What Is Relationship Conflict?
You can experience conflict in any type of relationship you have, be it with your partner, parent, sibling, child, friend, or even a co-worker. Relationship conflict is a disagreement between people (e.g., partners, friends, siblings, or co-workers). The root of the conflict might be something like a difference of opinion, experience, taste, perspective, personality, or beliefs.
Conflict is generally intense enough to disrupt some aspect of the relationship, such as communication, which is what differentiates it from simply having a different point of view. It’s not just romantic partners who can experience relationship conflict—families can also be in conflict.
Whether it’s open debate over dinner or an underlying feeling of discomfort that remains unspoken, family conflict can cause a significant amount of stress. It might be that there’s no lack of love between members, but rather, a lack of comfort in dealing with conflict.
When conflict is not productive or healthy, it can be harmful to everyone involved. Sustained, unresolved conflict can create tension at home or at work, can erode the strength and satisfaction of relationships, and can even make people feel physically sick or in pain.
Conflict is inevitable. Relationships in which people “never fight” are not always as blissful as they seem. When anger is suppressed or unacknowledged by partners or family members, it can actually be unhealthy.
The way you approach and resolve conflict can influence the health of all your relationships, be it with a spouse, parent, friend, co-worker, or child.
Research has found that in couples where one partner habitually suppressed anger, both partners tended to die younger.
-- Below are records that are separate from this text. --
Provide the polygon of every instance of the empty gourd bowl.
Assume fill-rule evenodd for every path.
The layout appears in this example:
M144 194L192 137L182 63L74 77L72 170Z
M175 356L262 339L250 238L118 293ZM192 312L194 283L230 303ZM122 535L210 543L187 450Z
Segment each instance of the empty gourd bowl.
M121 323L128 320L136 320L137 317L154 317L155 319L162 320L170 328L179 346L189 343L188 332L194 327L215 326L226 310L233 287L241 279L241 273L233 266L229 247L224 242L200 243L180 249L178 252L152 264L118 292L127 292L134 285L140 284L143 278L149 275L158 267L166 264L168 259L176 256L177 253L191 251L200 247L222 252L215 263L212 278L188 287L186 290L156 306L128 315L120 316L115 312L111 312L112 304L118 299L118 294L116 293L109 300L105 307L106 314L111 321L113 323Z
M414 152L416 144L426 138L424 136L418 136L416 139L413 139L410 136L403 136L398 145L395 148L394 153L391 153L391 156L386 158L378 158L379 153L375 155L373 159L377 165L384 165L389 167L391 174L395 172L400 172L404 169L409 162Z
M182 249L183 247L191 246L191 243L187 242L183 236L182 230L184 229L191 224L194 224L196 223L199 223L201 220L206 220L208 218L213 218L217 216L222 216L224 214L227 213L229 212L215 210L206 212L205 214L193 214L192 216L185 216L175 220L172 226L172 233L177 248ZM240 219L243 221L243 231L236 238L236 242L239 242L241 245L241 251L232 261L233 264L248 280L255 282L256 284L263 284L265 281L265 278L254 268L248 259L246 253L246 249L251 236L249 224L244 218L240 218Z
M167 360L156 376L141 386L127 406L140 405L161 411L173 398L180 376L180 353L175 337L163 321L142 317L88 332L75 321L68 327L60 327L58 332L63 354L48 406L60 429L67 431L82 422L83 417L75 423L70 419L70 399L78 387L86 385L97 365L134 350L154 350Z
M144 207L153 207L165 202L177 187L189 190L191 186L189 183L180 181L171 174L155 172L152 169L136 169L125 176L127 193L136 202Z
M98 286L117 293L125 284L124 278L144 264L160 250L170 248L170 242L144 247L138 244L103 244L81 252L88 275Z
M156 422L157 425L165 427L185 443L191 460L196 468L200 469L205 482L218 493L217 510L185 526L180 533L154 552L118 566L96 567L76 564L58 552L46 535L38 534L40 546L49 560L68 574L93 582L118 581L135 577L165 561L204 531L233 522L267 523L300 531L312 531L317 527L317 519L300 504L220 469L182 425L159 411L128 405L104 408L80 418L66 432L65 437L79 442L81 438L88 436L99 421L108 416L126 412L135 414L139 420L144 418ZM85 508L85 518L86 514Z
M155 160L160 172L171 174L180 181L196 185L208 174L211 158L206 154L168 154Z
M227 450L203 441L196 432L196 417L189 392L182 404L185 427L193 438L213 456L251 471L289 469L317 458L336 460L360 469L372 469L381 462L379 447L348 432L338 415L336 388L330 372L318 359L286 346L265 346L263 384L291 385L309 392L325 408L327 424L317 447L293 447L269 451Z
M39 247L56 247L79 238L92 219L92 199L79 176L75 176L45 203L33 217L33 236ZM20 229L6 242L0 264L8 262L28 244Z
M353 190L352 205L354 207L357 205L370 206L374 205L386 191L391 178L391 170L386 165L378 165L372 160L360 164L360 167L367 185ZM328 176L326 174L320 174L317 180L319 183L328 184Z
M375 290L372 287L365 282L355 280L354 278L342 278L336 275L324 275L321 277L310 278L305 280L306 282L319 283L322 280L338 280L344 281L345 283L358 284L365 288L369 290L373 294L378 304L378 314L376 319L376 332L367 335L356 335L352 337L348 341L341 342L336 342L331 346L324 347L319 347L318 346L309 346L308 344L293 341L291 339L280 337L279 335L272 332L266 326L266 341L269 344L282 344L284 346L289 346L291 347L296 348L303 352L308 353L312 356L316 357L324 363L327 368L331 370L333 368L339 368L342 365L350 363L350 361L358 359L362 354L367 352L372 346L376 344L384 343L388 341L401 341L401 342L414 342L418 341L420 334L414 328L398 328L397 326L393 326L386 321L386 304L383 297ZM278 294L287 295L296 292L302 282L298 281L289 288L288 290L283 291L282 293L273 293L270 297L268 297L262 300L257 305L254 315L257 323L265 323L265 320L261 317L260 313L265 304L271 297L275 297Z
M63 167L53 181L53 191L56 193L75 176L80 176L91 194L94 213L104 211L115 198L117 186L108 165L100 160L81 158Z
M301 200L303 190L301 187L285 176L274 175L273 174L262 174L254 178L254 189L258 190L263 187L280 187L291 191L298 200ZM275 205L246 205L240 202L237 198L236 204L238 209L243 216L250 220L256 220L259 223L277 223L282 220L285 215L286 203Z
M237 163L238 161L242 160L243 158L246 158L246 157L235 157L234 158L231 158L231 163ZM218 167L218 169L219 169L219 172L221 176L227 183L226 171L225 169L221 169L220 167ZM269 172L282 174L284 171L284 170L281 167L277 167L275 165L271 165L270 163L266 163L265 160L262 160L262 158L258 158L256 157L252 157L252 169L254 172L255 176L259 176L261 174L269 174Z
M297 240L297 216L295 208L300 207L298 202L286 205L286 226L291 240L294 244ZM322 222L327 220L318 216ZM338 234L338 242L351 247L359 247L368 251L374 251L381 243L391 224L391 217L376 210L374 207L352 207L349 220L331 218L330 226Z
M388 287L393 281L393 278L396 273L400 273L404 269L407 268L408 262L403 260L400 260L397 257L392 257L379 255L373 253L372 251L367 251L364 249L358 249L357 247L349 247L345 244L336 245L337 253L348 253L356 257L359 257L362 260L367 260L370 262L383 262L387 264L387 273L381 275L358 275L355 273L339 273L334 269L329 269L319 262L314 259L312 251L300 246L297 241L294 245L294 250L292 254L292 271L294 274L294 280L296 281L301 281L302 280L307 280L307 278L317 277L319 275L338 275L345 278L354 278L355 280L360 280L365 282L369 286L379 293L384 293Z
On the other hand, acknowledging and effectively resolving conflict can be a pathway to greater understanding between two people, bringing them closer.
Coping With Relationship Conflict
Effective communication is perhaps the most important skill for addressing conflict and stress in a relationship. If you are having a hard time developing this skill, or if the conflict in your relationship is extreme, couples counselling might be useful.
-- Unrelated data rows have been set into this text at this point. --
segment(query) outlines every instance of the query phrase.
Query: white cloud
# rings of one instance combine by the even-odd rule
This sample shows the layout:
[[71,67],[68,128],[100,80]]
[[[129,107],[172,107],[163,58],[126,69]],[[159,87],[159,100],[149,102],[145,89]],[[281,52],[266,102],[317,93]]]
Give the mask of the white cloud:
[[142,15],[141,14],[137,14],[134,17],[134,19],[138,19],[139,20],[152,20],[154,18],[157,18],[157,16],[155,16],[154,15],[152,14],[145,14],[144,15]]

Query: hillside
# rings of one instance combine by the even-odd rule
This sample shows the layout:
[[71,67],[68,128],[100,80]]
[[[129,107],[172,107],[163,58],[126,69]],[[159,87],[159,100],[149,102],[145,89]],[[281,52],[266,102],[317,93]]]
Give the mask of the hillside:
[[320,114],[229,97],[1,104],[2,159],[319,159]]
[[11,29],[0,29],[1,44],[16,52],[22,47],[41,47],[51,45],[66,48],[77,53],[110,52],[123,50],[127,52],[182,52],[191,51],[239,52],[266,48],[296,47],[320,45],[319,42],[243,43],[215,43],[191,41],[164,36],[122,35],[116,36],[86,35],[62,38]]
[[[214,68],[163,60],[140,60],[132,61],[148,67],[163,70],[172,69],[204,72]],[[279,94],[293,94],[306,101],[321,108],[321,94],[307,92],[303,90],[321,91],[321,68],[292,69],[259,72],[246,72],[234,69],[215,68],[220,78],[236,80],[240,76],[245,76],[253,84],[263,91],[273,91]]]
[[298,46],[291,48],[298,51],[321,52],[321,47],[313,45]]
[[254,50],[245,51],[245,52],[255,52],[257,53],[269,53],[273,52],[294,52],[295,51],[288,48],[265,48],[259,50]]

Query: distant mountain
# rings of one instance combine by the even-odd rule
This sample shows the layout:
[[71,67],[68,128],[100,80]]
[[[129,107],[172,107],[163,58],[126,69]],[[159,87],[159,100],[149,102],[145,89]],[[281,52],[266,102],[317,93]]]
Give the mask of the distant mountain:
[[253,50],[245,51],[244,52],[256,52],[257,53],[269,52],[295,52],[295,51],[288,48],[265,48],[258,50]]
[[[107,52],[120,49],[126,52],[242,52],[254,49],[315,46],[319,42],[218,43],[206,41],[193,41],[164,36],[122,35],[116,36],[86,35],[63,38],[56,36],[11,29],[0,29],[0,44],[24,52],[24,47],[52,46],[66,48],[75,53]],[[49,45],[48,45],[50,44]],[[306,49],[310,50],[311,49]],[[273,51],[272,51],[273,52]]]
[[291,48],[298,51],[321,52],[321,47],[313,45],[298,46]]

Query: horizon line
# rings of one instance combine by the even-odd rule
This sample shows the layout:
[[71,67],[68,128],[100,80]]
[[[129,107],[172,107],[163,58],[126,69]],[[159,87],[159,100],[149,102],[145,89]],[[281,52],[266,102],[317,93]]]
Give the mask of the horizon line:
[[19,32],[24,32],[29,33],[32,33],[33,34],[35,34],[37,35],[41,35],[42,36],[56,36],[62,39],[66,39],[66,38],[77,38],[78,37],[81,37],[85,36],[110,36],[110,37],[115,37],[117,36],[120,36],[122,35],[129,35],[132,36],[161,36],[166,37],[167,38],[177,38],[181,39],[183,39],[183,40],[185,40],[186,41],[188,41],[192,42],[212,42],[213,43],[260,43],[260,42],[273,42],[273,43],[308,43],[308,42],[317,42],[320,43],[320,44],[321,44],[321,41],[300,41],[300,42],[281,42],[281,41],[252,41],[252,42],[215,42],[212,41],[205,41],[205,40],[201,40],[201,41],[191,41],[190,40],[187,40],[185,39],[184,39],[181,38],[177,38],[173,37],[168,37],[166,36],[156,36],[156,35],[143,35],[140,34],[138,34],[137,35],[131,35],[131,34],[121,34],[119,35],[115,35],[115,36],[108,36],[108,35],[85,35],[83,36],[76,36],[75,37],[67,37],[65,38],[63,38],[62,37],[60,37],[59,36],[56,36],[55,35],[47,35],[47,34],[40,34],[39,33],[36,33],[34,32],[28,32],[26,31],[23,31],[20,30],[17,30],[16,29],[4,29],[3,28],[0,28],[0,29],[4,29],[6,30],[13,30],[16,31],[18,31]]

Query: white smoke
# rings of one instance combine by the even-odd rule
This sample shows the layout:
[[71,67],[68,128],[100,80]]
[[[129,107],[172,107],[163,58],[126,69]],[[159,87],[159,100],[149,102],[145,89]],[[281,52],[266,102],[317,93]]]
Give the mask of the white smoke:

You and your partner might also benefit from individual therapy. A mental health professional (whether online or in-person) can give you both the tools you need to effectively handle conflict.
If your partner or family member with whom you are in conflict does not wish to pursue therapy, either on their own or with you, you might still find it helpful to pursue on your own. One modality that many people find useful is cognitive behavioural therapy (CBT)
CBT can help you figure out what’s behind the conflict in your relationship, improve your conflict resolution skills, and offer strategies for managing the negative feelings that might emerge when you are feeling stressed or hurt.